テレビ向けにもNetFront Life

――テレビ向けの取り組みというのはいつ頃になりそうですか?

 まだわからないところではありますが、CES(2011 International CES)に出せるよう開発していますが、できる限り早い時期に出せるようにしたいと思っています。我々としては従来型のテレビサービスというより、最強のコミュニケーションデバイス、最強のコンテンツ視聴デバイスという位置付けで、テレビというものを何もないところから考えてみようと考えています。

 我々はAndroidのIPフォンやテレビ電話の技術を持っているので、そういったものもどこかのタイミングで連携させながら、テレビやスマートフォンなどを検討しています。スマートフォンをテレビと連携させてリモコンやDLNAをもう少し使い易くするようなことも検討しています。

エンドユーザーに早く届けたい

「開発したものをすぐにエンドユーザーに使ってもらいたい」と石黒氏

――ACCESSのビジネスの柱は今後、従来の組込用途と今回のようなエンドユーザー向けの展開、どちらが中心になっていくのでしょうか?

 現時点はビジネスの基盤はB to B向けで、それは従来同様、そして従来以上に大切にしていきたいと思っています。

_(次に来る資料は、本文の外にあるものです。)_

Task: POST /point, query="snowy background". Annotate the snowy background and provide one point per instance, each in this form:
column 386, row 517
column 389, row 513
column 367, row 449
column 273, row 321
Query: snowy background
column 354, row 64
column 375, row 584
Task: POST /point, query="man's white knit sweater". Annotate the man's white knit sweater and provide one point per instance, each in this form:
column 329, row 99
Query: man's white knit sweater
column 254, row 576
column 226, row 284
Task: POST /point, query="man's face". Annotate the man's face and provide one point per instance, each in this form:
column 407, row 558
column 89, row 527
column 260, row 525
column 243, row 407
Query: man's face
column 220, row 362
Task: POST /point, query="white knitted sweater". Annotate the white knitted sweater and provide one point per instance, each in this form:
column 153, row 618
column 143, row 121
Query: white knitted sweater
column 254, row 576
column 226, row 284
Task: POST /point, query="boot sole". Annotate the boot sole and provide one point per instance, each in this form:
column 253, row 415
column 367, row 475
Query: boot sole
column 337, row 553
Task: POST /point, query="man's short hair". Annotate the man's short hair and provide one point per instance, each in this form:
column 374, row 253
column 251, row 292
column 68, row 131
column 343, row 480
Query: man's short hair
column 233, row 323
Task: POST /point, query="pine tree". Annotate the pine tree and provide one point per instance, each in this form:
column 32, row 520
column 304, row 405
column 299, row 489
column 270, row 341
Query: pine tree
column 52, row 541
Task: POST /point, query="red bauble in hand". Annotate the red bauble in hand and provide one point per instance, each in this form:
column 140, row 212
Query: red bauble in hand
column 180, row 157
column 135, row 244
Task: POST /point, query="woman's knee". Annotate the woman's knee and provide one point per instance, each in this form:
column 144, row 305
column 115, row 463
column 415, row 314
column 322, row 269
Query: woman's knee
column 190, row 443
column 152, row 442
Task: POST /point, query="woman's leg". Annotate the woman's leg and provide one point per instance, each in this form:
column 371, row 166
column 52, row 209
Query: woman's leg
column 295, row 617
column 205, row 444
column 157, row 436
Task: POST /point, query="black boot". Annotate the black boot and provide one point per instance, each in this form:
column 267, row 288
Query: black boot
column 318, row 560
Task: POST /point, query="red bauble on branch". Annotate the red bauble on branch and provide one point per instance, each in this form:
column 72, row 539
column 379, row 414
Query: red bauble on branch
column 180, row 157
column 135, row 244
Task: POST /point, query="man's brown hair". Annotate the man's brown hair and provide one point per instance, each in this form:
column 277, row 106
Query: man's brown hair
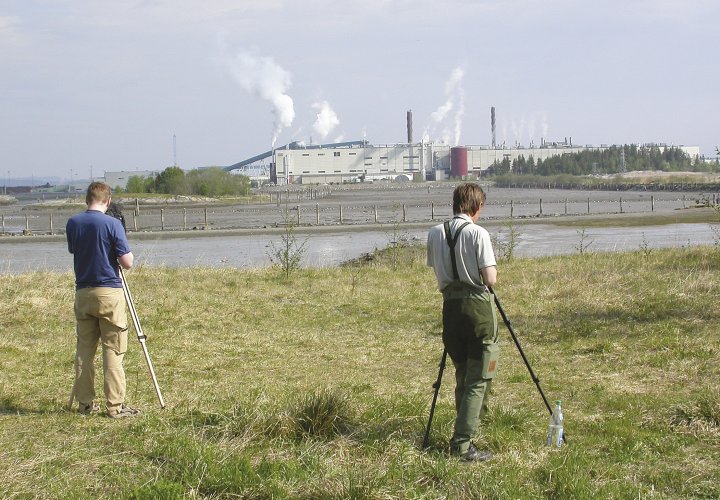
column 97, row 192
column 468, row 199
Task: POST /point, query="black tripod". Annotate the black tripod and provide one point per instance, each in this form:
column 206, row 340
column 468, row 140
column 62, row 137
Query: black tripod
column 534, row 377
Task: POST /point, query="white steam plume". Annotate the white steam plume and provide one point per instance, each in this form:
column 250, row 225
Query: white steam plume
column 326, row 120
column 266, row 79
column 455, row 100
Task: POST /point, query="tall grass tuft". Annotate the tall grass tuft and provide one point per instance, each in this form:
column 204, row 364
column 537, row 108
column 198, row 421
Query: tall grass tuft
column 324, row 414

しかし、B to B向けではエンドユーザーに届くまでに、しっかりとしたテストがあるため、短くて半年、通常1年~1年半がかかっていまいます。

 エンジニアとしては、作ったものをすぐにエンドユーザーに届けたいし、現在のビジネスのスピード感からしても半年、1年も粘っていられません。まずはエンドユーザーに提供し、いろいろ試してもらって鍛えられたものをメーカーやキャリアに採用してもらえるようになればと思います。

 B to B向けの開発をしていると、どうしても供給側の都合が出てきてしまいがちで、自分も含め、最終的に使ってもらう人の気持ちを考えて開発に当たらなければワクワクするものは生み出せませないと思います。

 また、ビジネス環境がすごい勢いで変わってきており、エンドユーザーにしっかり支持されるものを提供していかなければ生き残っていけません。今回、そこをちゃんと見直そうと、原点に立ち戻りやっていかねばという思いがありました。

 3つアプリケーションを出しましたが、アプリケーション毎の連携もまだまだこれからという状況です。今後、ブラウザという枠をはみ出し、ブラウザ自体の存在感が薄れていくようになればいいと考えています。Lifeというパッケージで、今後も便利なアプリをどんどん提供していきます。ご期待ください。

――お忙しい中ありがとうございました。